Kegiatan yang dilakukan Rio, kata Ketua Umum Asosiasi Ibu Menyusui Indonesia (AIMI), Mia Sutanto, pernah didengarnya. "Sebaiknya, sih, jual-beli ASI tidak dilakukan karena dikhawatirkan akan terjadi ekses. Soal donor saja, saat ini malah ada ibu yang merasa tak perlu susah-susah menyusui karena beranggapan bisa minta dari pendonor. Apalagi ini, diperjualbelikan," ujar Mia.
Donor ASI, lanjutnya, masih jadi hal yang mengundang pro-kontra. Hal ini disadari AIMI. Namun, AIMI punya dasar prinsip dalam memfasilitasi donor ASI ini. Sesuai rekomendasi World Health Organization (WHO), kata Mia, yang paling ideal memang bayi menyusu langsung dari ibunya.
Bila tak bisa dilakukan, bayi sebaiknya minum susu perahan dari ibunya sendiri. "Kalau itu juga terpaksa tak bisa dilakukan, bayi bisa minum susu perah dari ibu lain. Bila itu juga tak bisa dilakukan, baru bayi minum susu formula. Jadi, donor ASI lebih dipilih dibanding susu formula," tandas Mia.
AIMI yang beranggotakan para perempuan peduli ASI, merupakan komunitas yang memperbolehkan anggotanya melakukan donor ASI.
Berbeda dengan Rio, AIMI memfasilitasi pendonor dan penerima donor secara gratis. Sistem yang diberlakukan AIMI pun berbeda dari Rio. Soal donor, papar Mia, sebaiknya dikembalikan ke esensi dasar dalam mendonorkan ASI. "Donor, kan, harusnya tanpa pamrih, seperti halnya donor darah, meski dalam agama tertentu, ibu susu (pendonor) boleh dibayar sepantasnya," tuturnya.
Selain tanpa pamrih, yang juga harus diperhatikan dalam donor ASI, lanjut Mia, tidak digunakan sebagai solusi jangka panjang. Bila ibu bayi bermasalah sehingga tak bisa memberikan ASI (dalam pengobatan) atau kondisinya memengaruhi produksi susu, ASI dari pendonor bisa jadi solusi, sambil berkonsultasi ke konselor laktasi.

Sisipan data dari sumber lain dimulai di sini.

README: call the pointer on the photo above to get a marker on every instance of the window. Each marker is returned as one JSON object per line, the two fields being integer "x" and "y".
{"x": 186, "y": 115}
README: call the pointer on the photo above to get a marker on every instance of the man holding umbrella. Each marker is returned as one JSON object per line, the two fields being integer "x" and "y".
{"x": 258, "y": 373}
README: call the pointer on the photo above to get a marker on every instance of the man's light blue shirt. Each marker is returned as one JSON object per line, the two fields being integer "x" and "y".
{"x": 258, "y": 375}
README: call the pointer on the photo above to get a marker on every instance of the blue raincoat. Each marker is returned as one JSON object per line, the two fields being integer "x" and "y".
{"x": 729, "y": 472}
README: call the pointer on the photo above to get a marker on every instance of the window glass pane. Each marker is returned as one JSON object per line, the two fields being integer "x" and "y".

Di AIMI, lanjut Mia, tak ada pendonor dengan nama anonim karena ia harus mencantumkan data lengkap, antara lain usia, nomor KTP, alamat, nomor kontak, riwayat kesehatan, termasuk apakah merokok dan mengonsumsi alkohol atau tidak, mengidap HIV atau tidak, dan sebagainya. Lalu, formulir itu ditandatangi dan bermaterai. "Kami minta mereka menjawab jujur. Sejauh ini, belum pernah ada masalah."
Untuk mengantisipasi terjadinya ASI bermasalah, AIMI biasanya minta penerima donor melakukan flash heating, yaitu proses pemanasan ASI dalam temperatur tinggi selama beberapa detik. "Ini berguna untuk membunuh bakteri, kuman, bahkan virus HIV/ AIDS," tuturnya. Cara ini, katanya, pertama kali digunakan di Afrika untuk mencegah bayi yang minum ASI tertular HIV/AIDS dari ibunya.